Whoever made these prints wasn’t just passing through.

They were moving with intention towards a destination they’d already chosen.

The air feels different back here. Colder. Thicker. Like the temperature has dropped ten degrees in the space of a few feet. I wrap my arms around myself and keep walking, each step heavier than the last, my pulse loud in my ears.

And then I hear it.

A sound. Small. Behind me.

I spin round, my heart lurching into my throat. The path stretches back around the house, empty. Just mud and fence and the corner I came round moments ago. Nothing there. No one there.

But I could have sworn…

I hold my breath. Listen.

Silence. Just the distant hum of traffic from the main road. The rustle of leaves in someone’s garden. Normal sounds.

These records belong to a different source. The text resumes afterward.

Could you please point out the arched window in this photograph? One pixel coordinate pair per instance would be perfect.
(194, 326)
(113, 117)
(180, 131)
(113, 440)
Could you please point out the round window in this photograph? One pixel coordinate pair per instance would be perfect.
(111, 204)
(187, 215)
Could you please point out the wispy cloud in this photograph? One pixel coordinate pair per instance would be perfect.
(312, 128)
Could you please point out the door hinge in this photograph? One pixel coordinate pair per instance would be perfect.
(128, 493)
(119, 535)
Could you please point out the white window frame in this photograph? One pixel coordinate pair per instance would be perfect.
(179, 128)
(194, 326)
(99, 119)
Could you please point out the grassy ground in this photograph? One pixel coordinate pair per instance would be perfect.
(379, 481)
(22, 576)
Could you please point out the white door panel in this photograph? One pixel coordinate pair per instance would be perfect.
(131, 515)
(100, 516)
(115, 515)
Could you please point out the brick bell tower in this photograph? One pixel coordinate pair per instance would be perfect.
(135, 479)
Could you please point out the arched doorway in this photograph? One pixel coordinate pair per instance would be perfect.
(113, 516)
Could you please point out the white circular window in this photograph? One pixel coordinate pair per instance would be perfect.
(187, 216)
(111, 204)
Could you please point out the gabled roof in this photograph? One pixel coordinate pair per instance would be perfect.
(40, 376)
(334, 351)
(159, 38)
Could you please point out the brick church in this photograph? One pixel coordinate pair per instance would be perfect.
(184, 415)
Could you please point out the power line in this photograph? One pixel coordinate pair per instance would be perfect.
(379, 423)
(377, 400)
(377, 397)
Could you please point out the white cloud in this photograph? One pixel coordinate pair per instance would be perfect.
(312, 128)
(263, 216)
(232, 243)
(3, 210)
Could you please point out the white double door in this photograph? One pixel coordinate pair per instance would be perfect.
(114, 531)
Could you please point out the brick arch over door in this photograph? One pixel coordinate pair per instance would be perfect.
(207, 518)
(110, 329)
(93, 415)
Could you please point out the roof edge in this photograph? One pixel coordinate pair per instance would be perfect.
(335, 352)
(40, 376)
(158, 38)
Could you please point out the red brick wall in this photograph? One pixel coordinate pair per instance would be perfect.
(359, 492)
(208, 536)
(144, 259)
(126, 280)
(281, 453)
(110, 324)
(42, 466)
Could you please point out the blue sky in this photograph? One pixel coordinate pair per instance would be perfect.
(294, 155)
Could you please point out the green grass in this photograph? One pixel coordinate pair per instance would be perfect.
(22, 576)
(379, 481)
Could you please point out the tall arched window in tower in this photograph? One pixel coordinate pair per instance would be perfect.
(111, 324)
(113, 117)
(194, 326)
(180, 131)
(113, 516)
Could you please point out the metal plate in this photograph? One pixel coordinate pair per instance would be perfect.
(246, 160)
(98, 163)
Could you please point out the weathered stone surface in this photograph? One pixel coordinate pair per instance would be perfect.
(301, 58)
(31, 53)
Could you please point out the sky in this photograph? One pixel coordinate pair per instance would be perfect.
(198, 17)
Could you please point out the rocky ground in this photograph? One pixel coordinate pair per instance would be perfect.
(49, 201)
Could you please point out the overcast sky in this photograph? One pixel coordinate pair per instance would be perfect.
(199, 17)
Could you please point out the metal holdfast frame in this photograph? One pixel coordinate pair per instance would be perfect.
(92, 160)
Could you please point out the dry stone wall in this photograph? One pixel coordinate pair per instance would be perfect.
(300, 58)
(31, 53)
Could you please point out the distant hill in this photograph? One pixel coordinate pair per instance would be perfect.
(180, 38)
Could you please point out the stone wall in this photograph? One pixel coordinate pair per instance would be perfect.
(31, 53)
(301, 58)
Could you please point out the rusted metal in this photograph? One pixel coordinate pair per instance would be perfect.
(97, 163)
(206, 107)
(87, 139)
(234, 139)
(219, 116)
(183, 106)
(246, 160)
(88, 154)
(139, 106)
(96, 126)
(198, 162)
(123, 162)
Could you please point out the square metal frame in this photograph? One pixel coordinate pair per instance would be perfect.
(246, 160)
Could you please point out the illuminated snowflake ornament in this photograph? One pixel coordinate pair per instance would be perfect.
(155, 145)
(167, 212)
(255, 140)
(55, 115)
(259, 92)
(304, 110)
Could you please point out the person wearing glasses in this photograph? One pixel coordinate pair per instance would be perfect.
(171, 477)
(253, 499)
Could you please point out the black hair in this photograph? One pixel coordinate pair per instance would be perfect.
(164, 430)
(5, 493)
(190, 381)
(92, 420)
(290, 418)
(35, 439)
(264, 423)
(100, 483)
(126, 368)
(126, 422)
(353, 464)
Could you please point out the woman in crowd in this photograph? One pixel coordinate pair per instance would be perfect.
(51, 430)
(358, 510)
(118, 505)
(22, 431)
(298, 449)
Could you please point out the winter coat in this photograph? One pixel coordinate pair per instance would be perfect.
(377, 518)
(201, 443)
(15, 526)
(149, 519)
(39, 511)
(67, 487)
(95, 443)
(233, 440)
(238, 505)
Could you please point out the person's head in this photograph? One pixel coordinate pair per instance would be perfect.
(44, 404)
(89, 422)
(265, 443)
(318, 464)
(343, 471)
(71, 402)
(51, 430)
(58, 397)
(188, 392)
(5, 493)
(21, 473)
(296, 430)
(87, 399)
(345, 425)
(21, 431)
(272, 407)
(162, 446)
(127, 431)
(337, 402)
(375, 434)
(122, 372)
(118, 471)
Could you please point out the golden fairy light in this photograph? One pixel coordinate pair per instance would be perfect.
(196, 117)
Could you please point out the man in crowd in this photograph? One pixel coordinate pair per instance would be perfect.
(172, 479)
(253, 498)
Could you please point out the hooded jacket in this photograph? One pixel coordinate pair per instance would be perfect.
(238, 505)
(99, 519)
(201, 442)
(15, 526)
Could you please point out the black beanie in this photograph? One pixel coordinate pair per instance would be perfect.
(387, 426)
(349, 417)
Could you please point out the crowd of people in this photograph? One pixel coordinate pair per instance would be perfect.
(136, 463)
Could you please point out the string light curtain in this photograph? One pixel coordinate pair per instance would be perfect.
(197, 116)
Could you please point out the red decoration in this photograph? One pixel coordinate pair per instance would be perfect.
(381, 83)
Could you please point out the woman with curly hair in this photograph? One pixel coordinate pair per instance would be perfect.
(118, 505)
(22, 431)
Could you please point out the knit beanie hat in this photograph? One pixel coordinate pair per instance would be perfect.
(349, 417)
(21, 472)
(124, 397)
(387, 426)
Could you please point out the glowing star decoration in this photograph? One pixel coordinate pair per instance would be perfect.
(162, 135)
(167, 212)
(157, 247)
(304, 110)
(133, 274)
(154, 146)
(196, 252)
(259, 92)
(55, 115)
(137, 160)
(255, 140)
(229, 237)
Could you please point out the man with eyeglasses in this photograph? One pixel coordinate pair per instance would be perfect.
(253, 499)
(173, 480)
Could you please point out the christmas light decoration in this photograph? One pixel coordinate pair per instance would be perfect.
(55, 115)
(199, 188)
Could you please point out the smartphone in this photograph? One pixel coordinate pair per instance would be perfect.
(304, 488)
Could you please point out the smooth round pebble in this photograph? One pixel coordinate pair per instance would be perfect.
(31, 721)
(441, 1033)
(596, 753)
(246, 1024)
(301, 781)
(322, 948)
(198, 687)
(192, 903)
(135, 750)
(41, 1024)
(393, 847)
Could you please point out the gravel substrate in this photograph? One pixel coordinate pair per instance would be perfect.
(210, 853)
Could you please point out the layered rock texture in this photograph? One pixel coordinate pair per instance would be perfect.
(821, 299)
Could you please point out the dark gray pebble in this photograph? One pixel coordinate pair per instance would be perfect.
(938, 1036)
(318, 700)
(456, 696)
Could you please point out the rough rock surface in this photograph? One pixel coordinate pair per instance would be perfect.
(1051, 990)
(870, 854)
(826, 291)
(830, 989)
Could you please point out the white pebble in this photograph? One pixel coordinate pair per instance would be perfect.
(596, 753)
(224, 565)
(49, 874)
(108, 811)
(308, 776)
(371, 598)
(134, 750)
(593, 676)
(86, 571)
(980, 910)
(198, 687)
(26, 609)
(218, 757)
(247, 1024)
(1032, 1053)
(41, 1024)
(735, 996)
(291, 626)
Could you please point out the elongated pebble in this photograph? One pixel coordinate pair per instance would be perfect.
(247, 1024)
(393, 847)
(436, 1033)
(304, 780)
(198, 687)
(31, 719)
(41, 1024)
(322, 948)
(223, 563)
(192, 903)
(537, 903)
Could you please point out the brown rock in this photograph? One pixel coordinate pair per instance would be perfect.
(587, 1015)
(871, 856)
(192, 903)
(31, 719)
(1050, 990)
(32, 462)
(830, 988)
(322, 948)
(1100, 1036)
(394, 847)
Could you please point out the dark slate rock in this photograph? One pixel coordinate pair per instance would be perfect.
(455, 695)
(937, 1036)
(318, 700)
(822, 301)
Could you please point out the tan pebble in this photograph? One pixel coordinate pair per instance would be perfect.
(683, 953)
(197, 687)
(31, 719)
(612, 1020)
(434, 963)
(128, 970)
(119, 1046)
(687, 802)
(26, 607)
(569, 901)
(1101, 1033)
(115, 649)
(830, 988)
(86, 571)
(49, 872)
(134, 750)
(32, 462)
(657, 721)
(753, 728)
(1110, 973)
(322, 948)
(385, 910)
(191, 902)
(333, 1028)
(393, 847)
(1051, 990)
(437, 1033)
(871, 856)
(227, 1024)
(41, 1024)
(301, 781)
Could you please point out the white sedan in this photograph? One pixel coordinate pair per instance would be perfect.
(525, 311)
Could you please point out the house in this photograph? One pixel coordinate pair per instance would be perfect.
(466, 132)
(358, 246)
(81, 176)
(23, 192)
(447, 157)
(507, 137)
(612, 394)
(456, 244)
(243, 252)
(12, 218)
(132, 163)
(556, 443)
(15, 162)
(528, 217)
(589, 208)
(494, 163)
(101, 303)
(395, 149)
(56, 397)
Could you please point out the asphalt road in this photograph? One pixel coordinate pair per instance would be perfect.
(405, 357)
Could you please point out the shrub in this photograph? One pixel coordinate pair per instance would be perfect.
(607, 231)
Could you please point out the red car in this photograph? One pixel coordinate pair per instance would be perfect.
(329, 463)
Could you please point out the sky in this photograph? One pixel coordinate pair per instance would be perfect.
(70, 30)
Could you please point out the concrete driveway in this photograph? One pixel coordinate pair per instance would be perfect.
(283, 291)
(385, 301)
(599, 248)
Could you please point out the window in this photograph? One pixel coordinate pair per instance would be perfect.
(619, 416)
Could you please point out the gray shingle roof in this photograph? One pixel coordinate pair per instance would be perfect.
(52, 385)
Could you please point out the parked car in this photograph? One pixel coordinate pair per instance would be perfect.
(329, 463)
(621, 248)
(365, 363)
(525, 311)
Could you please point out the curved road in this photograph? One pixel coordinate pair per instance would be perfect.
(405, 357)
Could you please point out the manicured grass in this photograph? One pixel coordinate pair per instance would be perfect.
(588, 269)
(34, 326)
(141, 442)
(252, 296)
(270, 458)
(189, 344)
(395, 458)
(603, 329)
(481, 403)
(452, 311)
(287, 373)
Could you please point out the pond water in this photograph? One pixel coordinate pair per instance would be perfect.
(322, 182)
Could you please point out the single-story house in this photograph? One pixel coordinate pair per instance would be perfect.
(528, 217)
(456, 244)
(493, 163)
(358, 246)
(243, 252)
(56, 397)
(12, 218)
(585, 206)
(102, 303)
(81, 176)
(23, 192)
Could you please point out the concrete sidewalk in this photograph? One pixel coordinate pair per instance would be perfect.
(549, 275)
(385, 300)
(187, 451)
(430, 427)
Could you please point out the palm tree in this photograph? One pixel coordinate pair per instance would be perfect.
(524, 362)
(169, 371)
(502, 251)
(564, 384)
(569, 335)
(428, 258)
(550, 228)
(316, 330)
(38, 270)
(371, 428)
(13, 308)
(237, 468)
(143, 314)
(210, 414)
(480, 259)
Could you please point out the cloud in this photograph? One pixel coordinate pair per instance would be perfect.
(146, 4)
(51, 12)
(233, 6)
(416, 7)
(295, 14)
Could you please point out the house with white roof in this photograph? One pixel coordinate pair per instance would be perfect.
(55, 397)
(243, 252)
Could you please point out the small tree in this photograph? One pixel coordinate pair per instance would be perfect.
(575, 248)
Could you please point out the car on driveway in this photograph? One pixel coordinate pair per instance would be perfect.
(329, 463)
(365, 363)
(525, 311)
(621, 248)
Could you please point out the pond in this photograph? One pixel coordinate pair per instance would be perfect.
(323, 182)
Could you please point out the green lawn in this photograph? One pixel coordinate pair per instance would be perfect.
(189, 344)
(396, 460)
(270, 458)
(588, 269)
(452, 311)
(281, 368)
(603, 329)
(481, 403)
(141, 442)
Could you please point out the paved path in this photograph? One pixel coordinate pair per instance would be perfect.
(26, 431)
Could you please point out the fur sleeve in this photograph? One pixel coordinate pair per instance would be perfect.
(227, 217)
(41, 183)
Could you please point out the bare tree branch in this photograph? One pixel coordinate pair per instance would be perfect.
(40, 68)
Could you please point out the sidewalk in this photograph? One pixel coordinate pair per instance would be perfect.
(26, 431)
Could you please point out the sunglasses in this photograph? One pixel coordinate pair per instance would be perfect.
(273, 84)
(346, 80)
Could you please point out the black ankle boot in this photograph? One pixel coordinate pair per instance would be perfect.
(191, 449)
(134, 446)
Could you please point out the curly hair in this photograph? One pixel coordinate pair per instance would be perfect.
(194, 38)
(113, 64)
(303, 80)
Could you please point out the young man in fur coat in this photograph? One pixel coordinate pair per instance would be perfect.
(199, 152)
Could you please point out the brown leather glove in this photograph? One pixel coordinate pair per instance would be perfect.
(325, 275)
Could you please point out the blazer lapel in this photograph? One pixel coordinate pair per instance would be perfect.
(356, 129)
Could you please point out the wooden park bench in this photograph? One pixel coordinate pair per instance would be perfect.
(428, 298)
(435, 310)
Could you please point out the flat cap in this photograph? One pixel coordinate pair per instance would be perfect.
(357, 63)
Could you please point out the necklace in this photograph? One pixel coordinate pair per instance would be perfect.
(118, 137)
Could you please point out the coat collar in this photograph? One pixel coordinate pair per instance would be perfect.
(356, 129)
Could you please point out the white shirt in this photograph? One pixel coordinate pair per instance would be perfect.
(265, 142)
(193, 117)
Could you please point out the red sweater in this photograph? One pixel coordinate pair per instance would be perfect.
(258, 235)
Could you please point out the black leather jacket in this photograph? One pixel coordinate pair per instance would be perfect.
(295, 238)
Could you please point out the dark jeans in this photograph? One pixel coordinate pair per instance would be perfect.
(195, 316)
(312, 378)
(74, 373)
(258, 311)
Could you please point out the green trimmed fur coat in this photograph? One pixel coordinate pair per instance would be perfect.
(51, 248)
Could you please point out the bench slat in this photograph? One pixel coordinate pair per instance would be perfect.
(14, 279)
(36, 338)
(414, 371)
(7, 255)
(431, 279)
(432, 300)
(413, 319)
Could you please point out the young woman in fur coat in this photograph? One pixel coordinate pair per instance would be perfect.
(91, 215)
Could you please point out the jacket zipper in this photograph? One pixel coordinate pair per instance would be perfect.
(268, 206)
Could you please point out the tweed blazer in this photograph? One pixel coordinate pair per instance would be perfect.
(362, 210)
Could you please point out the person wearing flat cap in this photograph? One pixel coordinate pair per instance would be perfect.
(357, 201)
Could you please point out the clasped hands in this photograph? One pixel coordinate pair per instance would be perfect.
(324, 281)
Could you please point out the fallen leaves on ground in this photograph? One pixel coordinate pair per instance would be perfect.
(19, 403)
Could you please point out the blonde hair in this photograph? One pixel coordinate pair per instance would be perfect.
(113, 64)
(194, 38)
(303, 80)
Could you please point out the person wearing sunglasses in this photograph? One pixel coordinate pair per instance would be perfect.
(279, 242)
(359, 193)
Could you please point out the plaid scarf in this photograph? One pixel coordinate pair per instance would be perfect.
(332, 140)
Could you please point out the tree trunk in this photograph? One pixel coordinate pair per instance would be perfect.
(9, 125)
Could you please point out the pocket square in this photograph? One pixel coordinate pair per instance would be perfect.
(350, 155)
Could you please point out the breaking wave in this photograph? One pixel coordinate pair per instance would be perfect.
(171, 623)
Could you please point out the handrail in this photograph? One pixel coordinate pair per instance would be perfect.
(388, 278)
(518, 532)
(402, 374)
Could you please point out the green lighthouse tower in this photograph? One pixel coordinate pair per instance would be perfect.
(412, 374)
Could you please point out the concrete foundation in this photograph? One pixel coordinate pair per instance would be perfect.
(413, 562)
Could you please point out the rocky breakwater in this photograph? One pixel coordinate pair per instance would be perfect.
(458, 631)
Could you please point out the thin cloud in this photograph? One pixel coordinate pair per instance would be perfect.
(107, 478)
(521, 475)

Except nothing feels safe any more.

I turn back towards the boarded window, moving faster now.

The need to see has become something else – the need to get this over with, face whatever’s waiting so I can stop imagining it.

My legs feel weak, disconnected from the rest of me.

My hands won’t stop shaking no matter how tightly I grip them together.

The boarded window comes into view. The plywood is still intact, nails still driven deep into the frame. But there’s something on it now. Something that wasn’t there when I left.

Writing.

Red paint – or something that looks like paint – smeared across the boards in uneven letters. The handwriting is crude, childish almost, like someone writing with their non-dominant hand or in the dark… or both.